Thou Art That:

Transforming Religious Metaphor

by Joseph Campbell

"Mythology may, in a real sense, be defined as other people's religion," Joseph Campbell observes in this first volume of his Collected Works. "And religion may, in a sense, be understood as a popular misunderstanding of mythology" (p. 8). Campbell abandoned the Roman Catholic Church at age 25 when, as a student of mythology, "he felt the Church was teaching a literal and concrete faith that could not sustain an adult" (p. xvii). At his death in 1987, he left a significant body of unpublished work: uncollected articles, letters, diaries, notes, as well as recorded lectures (p. ix). This new volume is derived from that material and may be read as "an extended lecture" on finding new meaning in the metaphors of the Judeo-Christian tradition (p. xvi).

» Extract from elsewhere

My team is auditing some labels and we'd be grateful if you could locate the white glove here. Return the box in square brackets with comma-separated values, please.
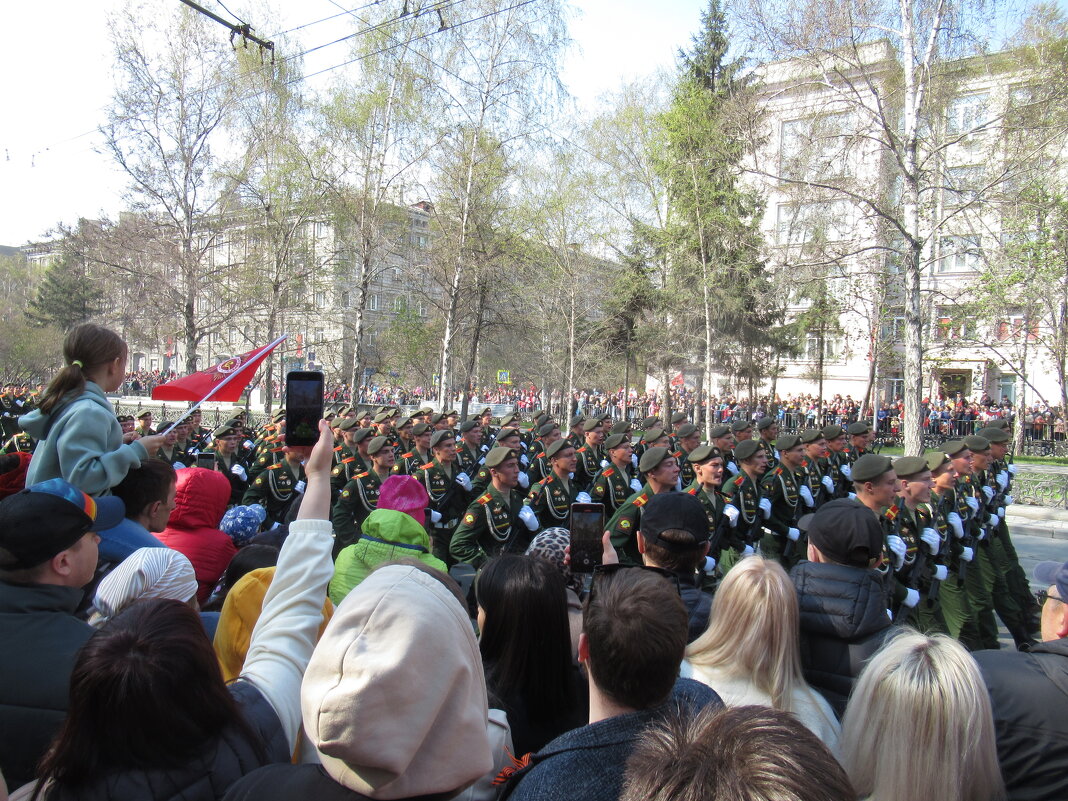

Campbell examines the biblical myths, "not to dismiss them as unbelievable but to lay open once again their living and nourishing core" (p. xv).

"If we listen and look carefully," Campbell believed, "we discover ourselves in the literature, rites and symbols of others, even though at first they seem distorted and alien to us. Thou art that, Campbell would judge, citing the underlying spiritual intuition of his life and work" (pp. xii-xiii). Campbell makes a compelling argument in this book that the language of religion is metaphorical (p. 19), and that religious symbols "point past themselves to the ultimate truth which must be told: that life does not have any one absolutely fixed meaning" (pp. 8-9). He encourages us to search out the "deeper, vital meanings of symbols whose surfaces are so familiar that they have become static and brittle" (p. 43). For instance, the Virgin Birth may be viewed as a rebirth of spirit that everyone can experience, and the Promised Land may be viewed as the geography of the heart anyone can enter (p. xvii). The Kingdom of God is spread upon the earth, Campbell says, only men do not see it (p. 19). When they realize that, the end of the world as they know it has arrived (p. 83).

This book covers some familiar territory, which will provide readers new to Joseph Campbell with a good introduction to his work. Mythology, he writes, serves four functions. Myths awaken us to the mysteries of the universe (pp. 2, 24). They present us with a consistent image of the order of the cosmos (p. 3). Myths validate and support a specific moral order (p. 5), and they carry us through the passages and crises of life (p. 5). He encourages us to find our own paths through the forest, and to reach for the transcendent by studying poetry (p. 92). One must "search out one's own values and assume responsibility for one's own order of action and not simply follow orders handed down by some period past" (p. 30). "The heart," he tells us, "is the beginning of humanity" (p. 99).

Revisiting Campbell's ideas through this book reminded me how reading his HERO WITH A THOUSAND FACES (1949) and POWER OF MYTH (1988) were life changing experiences for me. My only real criticism of this book is that at just over 100 pages, it is too short. But as an inauguration to the Collected Works of Joseph Campbell, it should not be missed.